4

I am currently employed as a Junior Data Developer and recently saw a post saying that Azure Synapse can now create SQL tables from Delta tables. I tried creating an SQL table from a Delta table which is inside a Delta lake Storage V2, but the table is being populated with extra redundant data (all the data from all snapshots in the folder) when using 'PARQUET' as a file format and wildcard to read the files.

I tried creating an external file format for my table but Synapse doesn't accept 'DELTA' as a datatype. I used 'PARQUET' as a file format and used VACUUM on my Delta table to keep only the latest snapshot of it. Whenever I set the path to a specific file or once there was only a single snappy.parquet file in the Delta table, data was printed properly.

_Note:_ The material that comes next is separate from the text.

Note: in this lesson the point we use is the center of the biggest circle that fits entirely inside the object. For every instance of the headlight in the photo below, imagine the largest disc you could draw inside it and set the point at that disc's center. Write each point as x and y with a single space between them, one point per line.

Basically is there any way to create a Synapse Table/External Table that get it's data from a Delta table?If not is there any way to stop Azure Deltalake from creating a new snapshot every time new data is written/updated/deleted?

Script used:

IF NOT EXISTS (SELECT * FROM sys.external_file_formats WHERE name = SynapseParquetFormat') 
CREATE EXTERNAL FILE FORMAT [SynapseParquetFormat] 
WITH ( FORMAT_TYPE = PARQUET)
GO

IF NOT EXISTS (SELECT * FROM sys.external_data_sources WHERE name = 'ExtSource') 
CREATE EXTERNAL DATA SOURCE [ExtSource] 
WITH (
    LOCATION   = '*', 
)
GO

CREATE EXTERNAL TABLE dbo.ext_table (
    [CostCentre] varchar(8000),
    [CostCentre_MemberId] int
)
WITH (
    LOCATION = 'dimensions/Dim_Example/*.snappy.parquet',
    -- WILDCARD IF THERE IS ONLY ONE FILE OR LATEST FILE NEEDS TO BE SPECIFIED
    DATA_SOURCE = [ExtSource],
    FILE_FORMAT = [SynapseParquetFormat]
)
GO

/* '*' used because clients' data paths were used */

CHEEKATLAPRADEEP
  • 12,191
  • 1
  • 19
  • 42
Kieran Goodlip
  • 41
  • 1
  • 1
  • 3

5 Answers5

2

Query Delta Lake format in serverless Synapse SQL pool is currently in public preview.

Note: This preview version is provided without a service level agreement, and it's not recommended for production workloads. Certain features might not be supported or might have constrained capabilities.

This feature is in public preview and there are some known issues and limitations. Review the known issues on Synapse serverless SQL pool self-help page.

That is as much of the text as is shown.